Strings do get interned by default in .NET 2.0, however which strings get interned and when can be fairly complex. The following article might shed some light on the concept:

http://community.bartdesmet.net/blogs/bart/archive/2006/09/27/4472.aspx

Also, in regards to your API calls...make sure you are testing with an optimized build. A Debug build may not enable string interning by default, which might be why you don't see it happening.

jrista
Thx for the clarification.Somehow it seems I always manage to fsck up on this one. :-|
andras
Thanks for the link, I was actually able to find that one on goog. I'm working on a hand-rolled ETL process that does a lot of string manip and we're seeing a lot of memory consumption. I was speculating that an API I was leveraging was doing string interning behind the scenes and was looking for something like a perfmon counter or a VS debug window where I could see the strings in the intern "pool" or monitor the growth rate of interned strings.
tferreira
I don't believe there is anything that can monitor the interned strings. You might be able to write something that does that, however it would likely be a waste of time. There are a few key cases where strings get interned. Most commonly, it is constant string data, either strings that are compiled into your assembly, or strings that are for all intents and purposes static at runtime. Generally speaking, I wouldn't mess with .NET's automatic intern management.
jrista
If you are seeing a lot of memory usage while doing string manipulation, then I would be more worried about how you are manipulating your strings than whether they are interned. Interning is a string memory usage optimization...so if strings are interned, they should use less. However, dynamically modifying a string is very unlikely to use interning. A StringBuilder is obviously the best choice...and creating your builders with a large initial capacity can help with memory usage by reducing (or eliminating) resizes of the internal buffer (which requires creating a new one and copying.)
jrista
All good suggestions that we are currently looking into. Our concern was that a lower level API was calling string.intern without our knowledge and that the intern hashtable was growing exponentially as we continued to process files due to the fact that the hash table used to store the interned strings was never getting collected (i.e. it's CLR scoped). We've put a profiler on the app to work through the bottlenecks. Hopefully we can find the source of the memory growth. Thanks for the feedback.
tferreira
No problem. As for the intern table growing...that is very doubtful.

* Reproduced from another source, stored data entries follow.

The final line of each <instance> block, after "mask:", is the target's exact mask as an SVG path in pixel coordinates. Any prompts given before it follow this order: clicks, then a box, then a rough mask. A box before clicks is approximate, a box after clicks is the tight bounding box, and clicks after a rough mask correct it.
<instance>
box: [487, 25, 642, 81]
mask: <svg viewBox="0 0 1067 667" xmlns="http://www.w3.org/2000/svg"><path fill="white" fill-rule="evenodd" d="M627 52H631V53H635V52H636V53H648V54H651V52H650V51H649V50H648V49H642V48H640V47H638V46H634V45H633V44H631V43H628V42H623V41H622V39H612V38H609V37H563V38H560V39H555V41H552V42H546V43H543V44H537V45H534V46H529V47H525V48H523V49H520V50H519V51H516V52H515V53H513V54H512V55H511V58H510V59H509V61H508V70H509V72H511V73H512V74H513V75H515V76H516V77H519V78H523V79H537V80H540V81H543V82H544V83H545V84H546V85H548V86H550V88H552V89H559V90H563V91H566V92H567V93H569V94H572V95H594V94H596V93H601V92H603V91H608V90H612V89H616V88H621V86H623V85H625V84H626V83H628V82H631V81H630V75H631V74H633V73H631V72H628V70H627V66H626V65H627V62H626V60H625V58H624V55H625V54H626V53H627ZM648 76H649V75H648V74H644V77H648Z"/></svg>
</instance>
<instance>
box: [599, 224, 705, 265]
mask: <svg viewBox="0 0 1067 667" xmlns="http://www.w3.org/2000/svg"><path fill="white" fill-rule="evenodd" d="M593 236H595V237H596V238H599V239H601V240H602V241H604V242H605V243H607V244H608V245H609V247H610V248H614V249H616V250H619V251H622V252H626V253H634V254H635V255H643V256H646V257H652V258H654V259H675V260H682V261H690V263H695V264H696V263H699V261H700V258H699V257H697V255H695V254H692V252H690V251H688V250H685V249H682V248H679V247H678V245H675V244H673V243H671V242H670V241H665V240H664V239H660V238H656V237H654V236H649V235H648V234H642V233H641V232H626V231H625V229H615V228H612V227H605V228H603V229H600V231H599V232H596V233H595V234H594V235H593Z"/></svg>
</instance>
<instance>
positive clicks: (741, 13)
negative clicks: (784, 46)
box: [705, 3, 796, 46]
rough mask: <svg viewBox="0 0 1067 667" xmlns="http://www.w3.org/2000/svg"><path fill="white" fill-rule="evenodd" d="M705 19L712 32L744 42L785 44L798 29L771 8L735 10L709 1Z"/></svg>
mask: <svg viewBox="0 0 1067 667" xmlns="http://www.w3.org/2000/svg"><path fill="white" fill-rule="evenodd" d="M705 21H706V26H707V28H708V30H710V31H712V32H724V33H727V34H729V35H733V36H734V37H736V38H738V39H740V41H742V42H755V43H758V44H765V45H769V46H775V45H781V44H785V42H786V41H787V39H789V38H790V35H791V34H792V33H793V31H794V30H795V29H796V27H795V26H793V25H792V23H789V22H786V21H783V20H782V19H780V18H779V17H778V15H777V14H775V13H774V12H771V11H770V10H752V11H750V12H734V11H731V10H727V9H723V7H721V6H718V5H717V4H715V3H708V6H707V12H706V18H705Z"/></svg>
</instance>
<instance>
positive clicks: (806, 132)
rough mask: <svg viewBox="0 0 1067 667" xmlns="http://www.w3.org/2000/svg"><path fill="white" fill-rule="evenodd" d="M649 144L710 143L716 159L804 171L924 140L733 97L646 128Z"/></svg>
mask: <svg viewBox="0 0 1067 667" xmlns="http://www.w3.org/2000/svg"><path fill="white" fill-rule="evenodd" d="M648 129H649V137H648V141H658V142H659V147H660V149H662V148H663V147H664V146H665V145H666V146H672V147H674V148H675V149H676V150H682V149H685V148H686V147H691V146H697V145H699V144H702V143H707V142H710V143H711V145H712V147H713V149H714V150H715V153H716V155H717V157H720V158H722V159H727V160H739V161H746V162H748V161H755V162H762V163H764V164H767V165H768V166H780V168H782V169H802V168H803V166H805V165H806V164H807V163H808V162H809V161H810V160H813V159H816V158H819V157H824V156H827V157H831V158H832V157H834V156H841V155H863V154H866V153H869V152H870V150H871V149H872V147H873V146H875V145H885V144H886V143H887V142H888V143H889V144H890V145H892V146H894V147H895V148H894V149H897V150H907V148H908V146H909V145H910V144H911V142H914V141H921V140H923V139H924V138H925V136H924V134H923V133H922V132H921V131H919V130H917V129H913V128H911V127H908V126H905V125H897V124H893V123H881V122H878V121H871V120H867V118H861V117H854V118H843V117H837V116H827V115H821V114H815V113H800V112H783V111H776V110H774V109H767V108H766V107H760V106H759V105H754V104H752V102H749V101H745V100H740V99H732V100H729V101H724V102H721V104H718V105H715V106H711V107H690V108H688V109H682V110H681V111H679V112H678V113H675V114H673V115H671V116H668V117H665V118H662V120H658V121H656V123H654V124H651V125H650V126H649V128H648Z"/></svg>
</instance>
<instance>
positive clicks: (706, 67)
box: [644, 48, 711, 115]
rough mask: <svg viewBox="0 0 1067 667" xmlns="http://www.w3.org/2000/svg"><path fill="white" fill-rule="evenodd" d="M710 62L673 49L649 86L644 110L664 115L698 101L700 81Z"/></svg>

String interning is a very highly controlled and optimized thing in .NET with rules that strictly govern the types and lengths of strings that end up in there. There are a lot of other basic and very common string operations that could be causing your memory growth to run away. Repetitive string concatenation of an arbitrary number of parts can EASILY consume vast amounts of memory. Improper use of a StringBuilder can also cause considerable growth as its internal buffer is duplicated during expansion.